Mustafa Kemal’den bir başkası, dünya savaş tarihinde benzerine az rastlanır bu başarıyı böbürlenerek anlatırdı.

Oysa O, -tıpkı Trikopis’e davrandığı gibi- yenilginin ezilmişliği altındaki bu generalin onurunu korur.

“-Sizin de, bizim de tarih dergilerimiz var” der; tarih yazar.

Birdwood ricasını yineler:

-“Ekselans, sizin ağzınızdan dinlemek istiyorum. Lütfediniz.”

Mustafa Kemal, yanındaki Rasim Ferit Bey’den kağıt kalem ister; o da bir parça kağıt ile altın muhafazalı kurşun kalemini uzatır.

Mustafa Kemal bir kroki çizer, kağıt üzerindeki yerlerini işaret ederek;

- “Şu tarihte karaya çıktınız, der; filanca saate kadar şurada durdunuz. Biz de şu hattaydık. Her şey sizin lehinizdeydi. Niçin çizgide durdunuz ve niçin ilerlemediniz?”

- “Askerlerimiz çok yorulmuştu, diye yanıtlar Birdwood.”

Mustafa Kemal bu kez de Conkbayırı krokisini çizer:

- “Siz filanca gün şu yöne hareket ettiniz, şu durumu aldınız; niçin ilerlemediniz?”

- “Biz ilerledikçe arkadan su yetişmedi. Askerlerimiz susuz kaldı ve durdu.”

Mustafa Kemal de;

"Bizde yaralıya kurşun atılmaz" diyerek, Türk soyluluk ve erdemini şu esprisiyle dile getirir:   -“Görüyorsunuz ya ben bir şey yapmadım. Önce yorgunluk, sonra susuzluk durdurdu ordunuzu.”

Birdwood ayağa kalkar, Mustafa Kemal’i kucaklar:

- “Sizin gibi kahraman ve yüksek karakterli bir asker tanımadım” dedikten sonra krokiyi ve kalemi işaret ederek:

-"İzin verir misiniz" der; "bu kroki ve kalemi değerli bir hatıra olarak saklayayım.”
Ve saklar. """

Cenaze törenine gelirken de yanında getirmiştir...
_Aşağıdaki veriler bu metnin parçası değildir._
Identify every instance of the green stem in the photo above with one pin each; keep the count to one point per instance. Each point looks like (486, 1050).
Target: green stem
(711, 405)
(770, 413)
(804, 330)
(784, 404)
Bu anısını anlatırken, Mustafa Kemal'e olan hayranlığı ve saygısını samimi duygularıyla gösteriyordu...

(NOT: Ne denir ki! Düşmanlarının bile sevdiği, değerini takdir ettiği, hayranlık duyduğu bir deha, büyük bir lider, tüm dünyanın örnek aldığı ve gösterdiği büyük devlet adamı.
Kimileri silmeye çalışsa da sadece Türk değil, Dünya tarihine altın harflerle yazılmış eşsiz bir dünya Lideri.

Bir ulusu ve devleti yeniden dirilten Türkiye Cumhuriyeti'nin kurucusu.

Türkiye Cumhuriyeti ayaktaysa, Türk Bayrağı yükseklerdeyse, Ezanlar okunabiliyorsa, Türk Ulusu onurlu yaşayabiliyorsa, O'nun eseridir.  Mustafa Kemal ve arkadaşlarının, milletle el ele kurarak bizlere emanet ettikleri Türkiye Cumhuriyeti'ni korumak ve yaşatmak, en başta namus borcumuzdur...

Çok daha fazlası olmalı elbet ama sakat bacağıyla acı çeke çeke Mustafa Kemal'in tabutunun arkasından yürüyen şu adamın gösterdiği saygıyı gösteremeyen ve yetmezmiş gibi bilir bilmez hakkında atıp tutanları ve hakaretler edenleri gördükçe, nankörlük ve ihanetin ne boyutlara geldiğini duydukça, bunları Yüce Allah'a havale ediyorum...)

30 AĞUSTOS ZAFER BAYRAMIMIZ TÜM ULUSUMUZA KUTLU OLSUN.